• UlyssesT [he/him]
    ·
    7 months ago

    This is my long standing hot take and point of contention with rules as written in conventional D&D fantasy rule sets: death, if the rules of the game were actually applied to the setting, is less about finality (except for the lifespan limitation contrivance) and more about health insurance or lack thereof. People who die that have enough money should by all means have family that pay for raises (or resurrections when the body isn't available) as a matter of course and the material consequences of that would be that premature death from violence, illness, or accident would be mostly a poor people thing. Funerals would be awkward in setting: "sorry you can't afford a rez. The divines bless the departed I guess, lol."
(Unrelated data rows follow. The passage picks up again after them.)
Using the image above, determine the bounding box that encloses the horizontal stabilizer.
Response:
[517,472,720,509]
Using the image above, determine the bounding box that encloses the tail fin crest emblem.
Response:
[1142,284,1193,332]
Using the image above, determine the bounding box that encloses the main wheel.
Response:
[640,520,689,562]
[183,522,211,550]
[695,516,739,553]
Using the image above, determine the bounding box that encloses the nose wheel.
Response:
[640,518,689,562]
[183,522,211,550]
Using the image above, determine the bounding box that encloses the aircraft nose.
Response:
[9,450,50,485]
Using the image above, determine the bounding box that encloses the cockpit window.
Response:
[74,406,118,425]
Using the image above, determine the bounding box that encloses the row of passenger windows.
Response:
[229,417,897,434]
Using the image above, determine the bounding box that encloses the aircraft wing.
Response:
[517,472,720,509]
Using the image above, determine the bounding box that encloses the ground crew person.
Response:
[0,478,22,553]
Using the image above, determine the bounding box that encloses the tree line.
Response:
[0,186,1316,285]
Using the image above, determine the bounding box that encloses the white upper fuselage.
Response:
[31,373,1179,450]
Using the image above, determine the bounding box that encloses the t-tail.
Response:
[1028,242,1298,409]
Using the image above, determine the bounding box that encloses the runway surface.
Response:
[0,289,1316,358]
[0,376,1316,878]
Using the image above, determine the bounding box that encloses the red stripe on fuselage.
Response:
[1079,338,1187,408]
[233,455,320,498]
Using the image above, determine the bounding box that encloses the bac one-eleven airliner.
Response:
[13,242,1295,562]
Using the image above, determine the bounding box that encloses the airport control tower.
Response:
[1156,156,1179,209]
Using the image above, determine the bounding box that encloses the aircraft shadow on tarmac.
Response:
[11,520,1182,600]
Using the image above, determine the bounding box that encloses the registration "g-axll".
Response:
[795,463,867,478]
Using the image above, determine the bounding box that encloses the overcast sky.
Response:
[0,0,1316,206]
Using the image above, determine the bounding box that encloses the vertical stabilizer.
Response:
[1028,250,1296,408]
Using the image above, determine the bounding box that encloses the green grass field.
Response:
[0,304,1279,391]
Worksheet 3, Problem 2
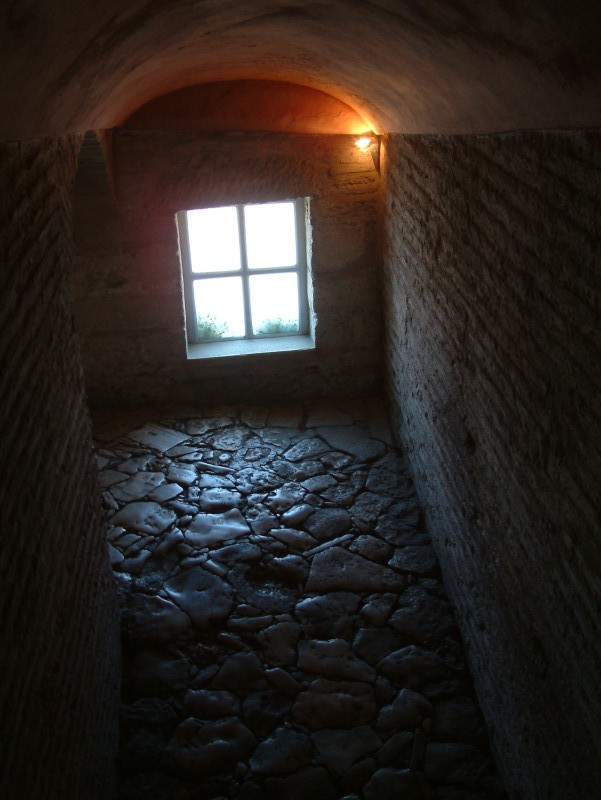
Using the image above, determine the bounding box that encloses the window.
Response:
[177,199,309,352]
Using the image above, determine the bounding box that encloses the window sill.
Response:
[188,336,315,360]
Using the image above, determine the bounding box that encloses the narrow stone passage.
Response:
[97,401,504,800]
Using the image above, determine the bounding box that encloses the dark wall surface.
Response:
[384,131,601,800]
[0,138,119,800]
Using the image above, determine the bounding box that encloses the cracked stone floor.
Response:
[96,401,504,800]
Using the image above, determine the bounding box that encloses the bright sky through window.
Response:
[178,200,307,342]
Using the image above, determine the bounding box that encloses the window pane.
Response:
[194,278,245,339]
[250,272,299,335]
[187,206,240,273]
[244,202,296,269]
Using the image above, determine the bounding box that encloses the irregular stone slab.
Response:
[148,483,183,503]
[292,678,377,731]
[164,717,256,777]
[127,424,190,453]
[311,725,382,775]
[306,547,407,592]
[267,556,309,584]
[351,492,392,524]
[378,645,450,689]
[213,653,266,690]
[432,696,486,742]
[265,667,301,697]
[184,689,240,719]
[389,545,438,575]
[282,503,315,528]
[378,731,414,767]
[108,542,124,567]
[363,768,423,800]
[390,585,457,644]
[257,622,300,667]
[304,508,351,542]
[349,535,396,567]
[211,542,261,566]
[118,453,154,475]
[294,592,361,639]
[376,689,432,731]
[111,472,165,503]
[186,508,250,547]
[196,472,234,489]
[321,472,365,508]
[228,573,297,614]
[265,483,306,514]
[198,487,242,511]
[353,628,399,666]
[121,592,190,644]
[250,728,313,775]
[265,767,338,800]
[298,639,376,682]
[167,464,197,486]
[360,592,398,627]
[120,697,179,725]
[125,648,190,697]
[425,742,496,789]
[302,475,338,494]
[246,509,278,535]
[165,567,233,630]
[211,427,251,453]
[98,469,127,489]
[242,689,292,739]
[317,425,386,461]
[375,501,422,547]
[270,528,317,551]
[112,503,176,535]
[284,438,329,462]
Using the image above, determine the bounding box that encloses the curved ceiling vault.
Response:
[0,0,601,139]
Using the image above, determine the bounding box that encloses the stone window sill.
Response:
[188,336,315,360]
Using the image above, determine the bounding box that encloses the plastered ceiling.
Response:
[0,0,601,139]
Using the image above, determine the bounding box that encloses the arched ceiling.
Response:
[0,0,601,139]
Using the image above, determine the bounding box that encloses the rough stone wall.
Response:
[74,131,382,406]
[0,138,119,800]
[384,131,601,800]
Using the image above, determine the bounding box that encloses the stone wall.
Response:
[0,134,119,800]
[74,131,382,406]
[384,131,601,800]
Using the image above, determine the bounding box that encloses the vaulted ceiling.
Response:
[0,0,601,139]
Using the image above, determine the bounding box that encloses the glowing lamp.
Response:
[355,131,380,172]
[355,135,376,153]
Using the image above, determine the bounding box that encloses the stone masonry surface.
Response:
[97,401,504,800]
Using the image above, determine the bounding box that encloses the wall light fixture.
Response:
[355,131,380,172]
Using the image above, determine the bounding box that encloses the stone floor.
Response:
[96,401,503,800]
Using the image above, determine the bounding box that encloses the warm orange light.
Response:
[355,134,376,153]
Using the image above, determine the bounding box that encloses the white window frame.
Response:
[176,198,310,354]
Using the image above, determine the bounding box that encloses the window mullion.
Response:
[176,211,198,343]
[294,200,309,334]
[236,205,253,339]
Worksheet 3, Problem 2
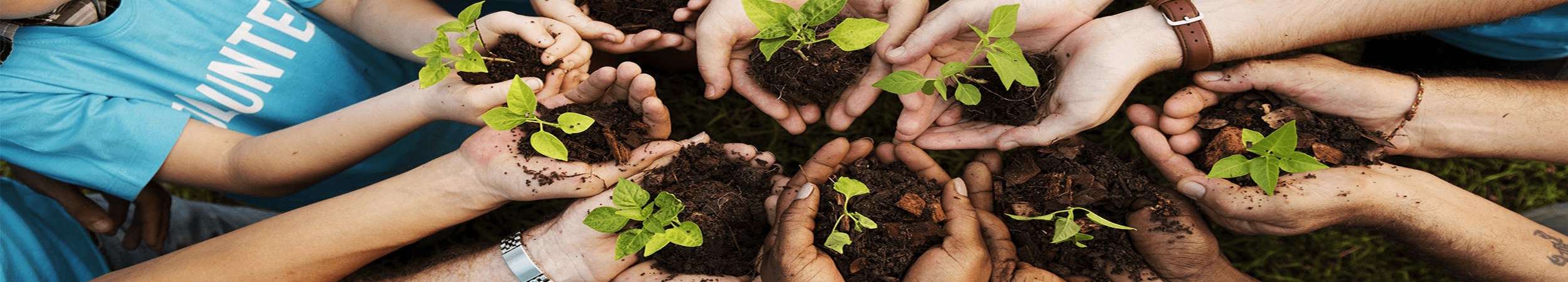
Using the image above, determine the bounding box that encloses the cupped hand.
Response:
[532,0,707,53]
[891,0,1110,141]
[692,0,928,133]
[11,165,171,251]
[1157,53,1419,155]
[1128,105,1441,237]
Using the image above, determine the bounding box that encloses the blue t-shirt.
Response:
[0,179,109,282]
[0,0,477,210]
[1427,5,1568,61]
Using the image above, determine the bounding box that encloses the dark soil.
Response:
[643,143,776,278]
[746,16,875,107]
[577,0,692,36]
[517,103,649,166]
[1189,91,1386,187]
[458,34,561,85]
[949,53,1059,125]
[815,160,947,282]
[994,140,1192,281]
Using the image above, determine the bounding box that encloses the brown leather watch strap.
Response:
[1150,0,1214,72]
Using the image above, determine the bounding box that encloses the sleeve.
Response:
[0,93,190,199]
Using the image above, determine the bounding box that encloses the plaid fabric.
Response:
[0,0,119,63]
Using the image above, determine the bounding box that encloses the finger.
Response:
[896,143,947,182]
[969,211,1018,281]
[883,5,968,65]
[535,2,626,43]
[963,162,993,213]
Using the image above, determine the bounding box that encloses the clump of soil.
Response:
[815,160,947,282]
[746,16,875,107]
[1189,91,1392,185]
[949,53,1060,125]
[994,140,1192,281]
[458,34,561,85]
[517,103,649,166]
[579,0,692,34]
[643,143,776,278]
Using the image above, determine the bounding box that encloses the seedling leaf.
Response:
[872,71,931,94]
[822,231,852,254]
[850,213,877,231]
[977,5,1019,38]
[583,207,627,234]
[1250,157,1279,196]
[643,234,670,257]
[740,0,795,30]
[1275,150,1328,174]
[610,179,649,210]
[665,221,702,246]
[615,229,652,260]
[828,18,887,52]
[458,2,485,24]
[555,113,593,135]
[955,83,980,105]
[1084,209,1137,230]
[800,0,845,27]
[1051,218,1079,244]
[529,130,566,162]
[943,61,969,77]
[833,177,872,201]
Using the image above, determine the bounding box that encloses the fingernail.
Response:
[997,143,1018,150]
[795,184,817,199]
[1176,182,1207,199]
[1198,71,1225,81]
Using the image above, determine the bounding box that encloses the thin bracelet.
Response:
[1383,74,1427,141]
[501,231,551,282]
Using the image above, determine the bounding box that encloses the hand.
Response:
[693,0,928,133]
[884,0,1110,141]
[1159,53,1421,155]
[900,8,1181,150]
[1128,105,1441,237]
[11,165,171,251]
[532,0,707,53]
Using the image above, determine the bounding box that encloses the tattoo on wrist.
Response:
[1535,231,1568,266]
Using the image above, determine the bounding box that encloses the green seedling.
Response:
[872,5,1040,105]
[414,2,511,90]
[1007,207,1138,248]
[822,177,877,254]
[1209,121,1328,196]
[740,0,887,61]
[583,179,702,260]
[480,75,593,162]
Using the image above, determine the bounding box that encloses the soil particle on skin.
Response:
[1189,91,1392,187]
[458,34,561,85]
[949,53,1059,125]
[577,0,692,36]
[642,143,778,278]
[815,160,947,282]
[993,140,1192,281]
[517,103,649,165]
[746,16,874,107]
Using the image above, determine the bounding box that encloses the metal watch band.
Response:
[501,231,551,282]
[1150,0,1214,72]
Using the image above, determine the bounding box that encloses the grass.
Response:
[12,2,1568,282]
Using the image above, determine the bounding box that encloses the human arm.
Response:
[916,0,1564,149]
[1159,55,1568,163]
[310,0,593,71]
[532,0,707,53]
[693,0,928,133]
[1129,107,1568,281]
    • CrushKillDestroySwag
      ·
      7 months ago

      There's this constant tension with D&D where it wants to be medieval and it wants to have easily-reproducible magic. Follow the magic through to its logical conclusion and you get essentially modern technology with a mystical/medieval aesthetic, ignore it and you get big blatant plot holes.

      • UlyssesT [he/him]
        ·
        7 months ago

        There's this constant tension with D&D where it wants to be medieval and it wants to have easily-reproducible magic. Follow the magic through to its logical conclusion and you get essentially modern technology with a mystical/medieval aesthetic, ignore it and you get big blatant plot holes.

        For decades, Forgotten Realms tried really had to be this "peasants have their minds blown if they see even a level one Magic-User spell being cast; this is a grounded and gritty setting sort of" pretense in the official materials, but then there's basically a magocracy running most cities (even the fucking Luskan pirates and other "savage frontier" big mean guys!) and maps full of "oh a web spell is on this window at all times" sorts of signs that maybe those peasants should be a lot more familiar with the very special very rare spellcasters that rule over them and make all the important decisions.

        • 420blazeit69 [he/him]
          ·
          7 months ago

          Yeah, it kind of makes sense if magic is rare, difficult to obtain, but not entirely foreign. Basically a luxury good.

          To use an example luxury good, we all know what a private jet is. We couldn't build one or buy one, but we know there are people who can. It'd be cool to be in one but not some unimaginable experience.

  • teft@startrek.website
    ·
    7 months ago

    I would at least grab the body from the corpse pile later. It’s a little less suspicious. Unless there is a time crunch then the rogue might get animated instead.

  • AnarchoSnowPlow@midwest.social
    ·
    7 months ago

    Of course you let them do it. You also let the victims' family be horrified by the miscarriage of justice and make it their life's work to seek revenge.

  • GarbageShoot [he/him]
    ·
    edit-2
    7 months ago

    It is totally something that a sufficiently wealthy medieval or imperial society would do to kill and revive someone as a form of punishment, or even to kill someone and allow them to be revivified as a way of letting the rich get off easy.